Come avevamo anticipato, l’ICCATT ha stabilito nuove quote di cattura del Tonno Rosso per il triennio 2018-2020. A regime si arriverà a 36.000 tonnellate in totale, quasi 20.000 delle quali toccano all’Europa (e di cui l’Italia prenderà a regime circa il 25%, ovvero 4.840 tonnellate – erano 3.340 nel 2017).
L’Europa ha “perso” percentuale qualcosa in quota totale, circa 4%, ma ovviamente l’aumento dei valori assoluti significa un +54%. Come abbiamo già detto è necessario ora che il Ministero italiano abbia il coraggio di staccarsi dai pochi titolari di licenza per le quote tonno per distribuire ciò che abbiamo in più fra i piccoli pescatori.

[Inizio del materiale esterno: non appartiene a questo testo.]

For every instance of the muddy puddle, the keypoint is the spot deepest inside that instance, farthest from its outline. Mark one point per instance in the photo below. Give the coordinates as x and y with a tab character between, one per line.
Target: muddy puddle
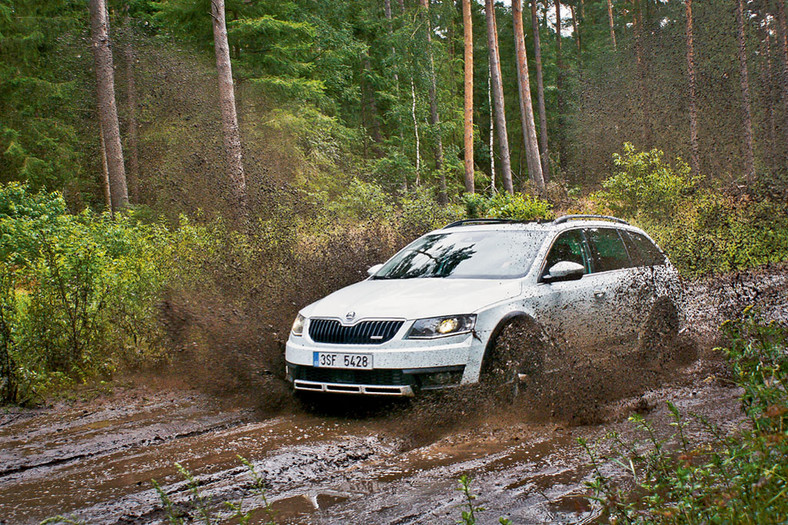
346	463
97	465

Dal punto di vista della conservazione della specie, il WWF e altre ONG hanno espresso preoccupazione per un aumento troppo repentino delle quote, che rischia di rovinare quanto fatto per la ricostruzione dello stock del Tonno Rosso (Blu Fin Tuna). Molti pescatori con i quali ho parlato, e non solo loro a dire il vero, ritengono che invece la popolazione dei tonni sia così alta da compromettere – quali predatori voraci – lo stato di altri stock (quali il pesce azzurro). Il problema resta quello di fare derivare le nostre scelte politiche da solide basi scientifiche e dati attendibili. E questo non sembra il caso, dato che i numeri sui quali basarsi sono lacunosi. Ci auguriamo che, durante il triennio, la quota possa restare flessibile in caso di indicazioni contrarie al proseguimento di un simile piano di catture.